The managers of ARA US Hospitality Trust are proposing to sell four Hyatt Place hotels for a total consideration of US$32.5 million ($45.2 million).
On June 30, ARA US Hospitality Trust’s indirectly wholly-owned subsidiary, ARA USH Chicago entered into a conditional purchase and sale agreement with Three Wall Capital, who will be purchasing the portfolio of hotels.
The four hotels are: Hyatt Place Pittsburgh Cranberry located in Pennsylvania, Hyatt Place Birmingham Inverness in Alabama, as well as Hyatt Place Cincinnati Northeast and Hyatt Place Cleveland Independence located in Ohio.
The consideration represents a premium of 3.2% of the hotels’ collective valuation of US$31.5 million. The value of the hotels was determined by independent valuer JLL Valuation & Advisory Services as at Dec 31, 2021. At ARA US Hospitality Trust's IPO in 2019, the appraised value of these four hotels was US$45.1 million.
According to the managers of the trust, the hotels are “non-core assets with declining historical performance”. These hotels are ranked bottom quartile in terms of historical performance in key performance metrics such as gross operating profit margin, revenue per available room (RevPAR), average daily rate and so on.
In addition, they are located in sub-markets with declining demand, that was made worse by the Covid-19 pandemic. In addition, asset enhancement is not expected to boost cashflow yield in the future years.
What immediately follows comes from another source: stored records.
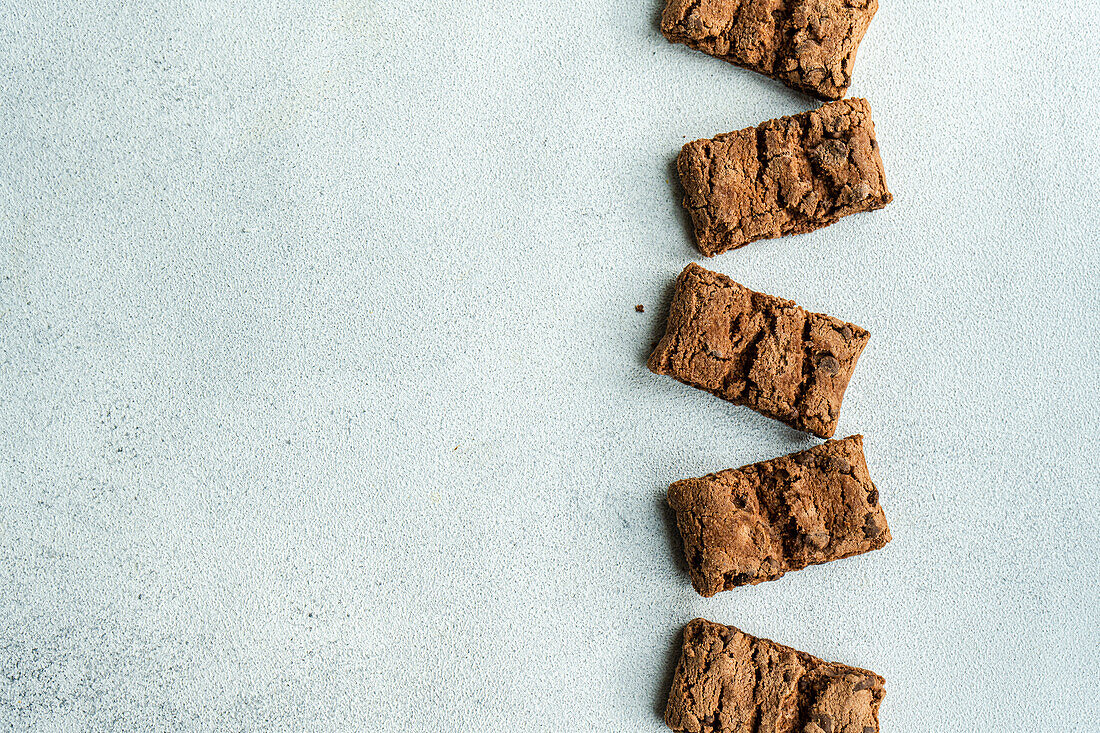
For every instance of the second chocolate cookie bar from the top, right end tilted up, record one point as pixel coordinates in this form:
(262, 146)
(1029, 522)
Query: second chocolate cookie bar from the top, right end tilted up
(786, 177)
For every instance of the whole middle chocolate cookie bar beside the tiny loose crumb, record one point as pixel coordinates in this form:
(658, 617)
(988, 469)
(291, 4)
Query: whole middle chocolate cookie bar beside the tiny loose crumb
(758, 351)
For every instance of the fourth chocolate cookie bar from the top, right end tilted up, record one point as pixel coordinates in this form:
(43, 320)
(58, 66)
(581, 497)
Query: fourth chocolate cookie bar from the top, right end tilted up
(744, 527)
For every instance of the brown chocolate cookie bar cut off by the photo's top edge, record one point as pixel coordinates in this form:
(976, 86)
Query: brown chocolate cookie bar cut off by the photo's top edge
(807, 45)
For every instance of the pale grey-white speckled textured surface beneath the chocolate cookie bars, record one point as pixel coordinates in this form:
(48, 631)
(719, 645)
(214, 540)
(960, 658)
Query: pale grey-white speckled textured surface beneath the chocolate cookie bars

See also: CICT's manager proposes to acquire ION Orchard at $1.85 billion, subject to EGM
“As such, the proposed sale will allow the managers to realise the value for the four-property hotel portfolio, freeing up capital to be potentially deployed towards asset management initiatives for core assets that will drive returns, profits and distributions for ARA H-Trust and the stapled securityholders,” says the managers.
The sale is said to be 39.4% accretive to the trust’s distribution per stapled security (DPS). Had the sale been completed on Jan 1, 2021, ARA US Hospitality Trust’s DPS would have increased to 0.495 US cents from 0.355 US cents on a pro forma basis.
The sale is expected to be completed in the third quarter of 2022.
Units in ARA US Hospitality Trust closed 0.5 US cent higher or 1.06% up at 47.5 US cents on June 30.